1er Congrès de l'Afea / 21-24 septembre 2011
Paris (France)
Natation sportive et évolution. Le cauchemar de Darwin ?
Luc Collard  1, *@  
1 : Groupe d'étude pour l'Europe de la culture et de la solidarité  (GEPCS)  -  Site web
Université Paris Descartes
45 rue des Saints Pères, Bâtiment Jacob - 75270 Paris cedex 06 -  France
* : Auteur correspondant

Y a-t-il un rapport entre Mauss et Darwin ? C'est le sujet de cette communication qui s'attachera à montrer l'inertie et l'inventivité humaines associées à l'évolution des techniques de nage et leur apprentissage. En milieu aquatique, l'espèce humaine n'est peut-être pas aussi bien dotée que d'autres mammifères, mais son ingéniosité et ses capacités d'apprentissage peuvent lui permettre de compenser son handicap. « C'est en quoi l'homme se distingue avant tout des animaux, précise Mauss (1934) : par la transmission de ses techniques... » (p. 371).

 

On le sait aujourd'hui, au cours de l'évolution, certains animaux après avoir conquis le sol ferme sont retournés vers l'eau (Thewissen, 1998).
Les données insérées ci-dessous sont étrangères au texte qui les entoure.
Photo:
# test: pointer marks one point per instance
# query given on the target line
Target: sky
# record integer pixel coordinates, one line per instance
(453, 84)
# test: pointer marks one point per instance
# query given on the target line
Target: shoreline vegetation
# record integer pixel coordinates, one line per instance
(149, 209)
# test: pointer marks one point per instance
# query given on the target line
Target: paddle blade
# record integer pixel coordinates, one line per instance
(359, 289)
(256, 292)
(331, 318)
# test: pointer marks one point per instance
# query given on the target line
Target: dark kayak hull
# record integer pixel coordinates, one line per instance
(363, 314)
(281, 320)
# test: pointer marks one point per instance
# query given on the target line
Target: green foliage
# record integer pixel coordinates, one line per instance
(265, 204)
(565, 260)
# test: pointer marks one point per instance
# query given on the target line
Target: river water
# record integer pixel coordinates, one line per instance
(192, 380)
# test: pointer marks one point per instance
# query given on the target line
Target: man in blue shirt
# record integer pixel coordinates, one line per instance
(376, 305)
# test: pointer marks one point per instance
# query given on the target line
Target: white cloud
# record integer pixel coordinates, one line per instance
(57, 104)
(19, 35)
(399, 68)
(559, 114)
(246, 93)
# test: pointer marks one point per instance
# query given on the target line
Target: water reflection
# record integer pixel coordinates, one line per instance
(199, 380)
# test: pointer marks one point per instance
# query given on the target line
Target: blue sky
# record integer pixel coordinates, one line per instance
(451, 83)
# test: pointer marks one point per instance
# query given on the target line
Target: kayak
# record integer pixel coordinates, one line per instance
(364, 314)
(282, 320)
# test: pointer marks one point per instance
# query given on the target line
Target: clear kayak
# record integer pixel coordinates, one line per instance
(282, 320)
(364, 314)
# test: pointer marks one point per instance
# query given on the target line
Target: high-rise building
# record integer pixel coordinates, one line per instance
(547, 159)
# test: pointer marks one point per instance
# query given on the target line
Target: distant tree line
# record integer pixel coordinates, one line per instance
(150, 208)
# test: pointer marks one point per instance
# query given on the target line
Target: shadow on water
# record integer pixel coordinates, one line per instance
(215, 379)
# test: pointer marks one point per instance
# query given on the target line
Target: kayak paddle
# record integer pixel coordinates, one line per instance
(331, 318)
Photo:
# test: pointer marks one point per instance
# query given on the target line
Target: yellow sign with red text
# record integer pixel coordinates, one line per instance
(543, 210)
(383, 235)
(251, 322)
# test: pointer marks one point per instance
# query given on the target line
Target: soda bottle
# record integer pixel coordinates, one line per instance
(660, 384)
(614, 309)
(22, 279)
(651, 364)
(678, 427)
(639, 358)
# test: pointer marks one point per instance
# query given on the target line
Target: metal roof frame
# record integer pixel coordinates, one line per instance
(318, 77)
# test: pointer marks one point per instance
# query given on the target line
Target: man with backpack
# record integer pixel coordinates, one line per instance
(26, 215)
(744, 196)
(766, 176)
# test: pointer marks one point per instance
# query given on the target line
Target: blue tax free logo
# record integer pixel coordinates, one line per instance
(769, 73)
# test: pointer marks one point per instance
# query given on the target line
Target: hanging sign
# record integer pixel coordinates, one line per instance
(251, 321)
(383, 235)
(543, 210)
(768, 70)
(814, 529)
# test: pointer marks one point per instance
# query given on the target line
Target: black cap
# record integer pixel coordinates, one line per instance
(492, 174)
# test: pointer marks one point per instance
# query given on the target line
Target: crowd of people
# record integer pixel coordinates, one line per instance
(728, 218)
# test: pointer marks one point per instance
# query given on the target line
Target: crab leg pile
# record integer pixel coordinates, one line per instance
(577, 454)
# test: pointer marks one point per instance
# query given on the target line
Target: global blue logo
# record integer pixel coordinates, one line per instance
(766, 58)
Au gré de dérèglements génétiques adéquats, quelques mammifères sont devenus semi-aquatiques (phoque, loutre) et d'autres complètement marins (dauphin, baleine). Cette odyssée s'est accompagnée d'une transformation de taille dans les mécanismes de propulsion : la transition des forces de traînée (tirer des masses d'eau vers l'arrière selon la troisième Loi de Newton : l'action/réaction) en forces de portance (créer du vortex à partir d'ondes de dépolarisation dans des mouvements d'ondulations immergés) (Fish, 1996). À l'instar des mammifères semi-aquatiques, les nageurs de compétition passent près d'un quart de leur vie de champion dans l'eau. Ils sont tout à fait capables de s'exercer à la propulsion par portance.

 

L'homme ne sait nager naturellement ? Qu'à cela ne tienne, il inventera des « actes traditionnels efficaces » : ses techniques du corps (Mauss, 1934). Au nom du "Darwinisme sportif", on imagine mal perpétuer des techniques de nage inefficaces et refuser l'émergence d'autres plus rentables. Et pourtant, n'est-ce pas ce que l'on observe aujourd'hui dans les bassins d'entraînement et de compétition ? En dressant les nageurs à rester en surface, les techniques de l'homme ne vont-elles pas à contre-courant de celles plus adaptées des mammifères reconquérant le milieu aquatique ?

 

Si les modifications génétiques ont permis à certains animaux de s'adapter au milieu aquatique en transformant leurs techniques, seules des transformations « mémiques » - sortes de mutations culturelles au sens de Dawkins (1989) – peuvent accompagner l'évolution des techniques sportives de nage. À partir du décryptage précis de championnats internationaux de natation et de données issues de la mécanique des fluides, on observera que les techniques de l'homme tentent de singer celles des mammifères marins les mieux adaptés. Les 4 nages officielles (papillon, dos, brasse, crawl) pourraient être submergées par une 5ème technique : l'ondulation type dauphin (Collard, 2009). Mais ce proces se heurte à la tradition de l'Institution sportive prompte à s'auto-reproduire à la façon d'un réplicateur génétique.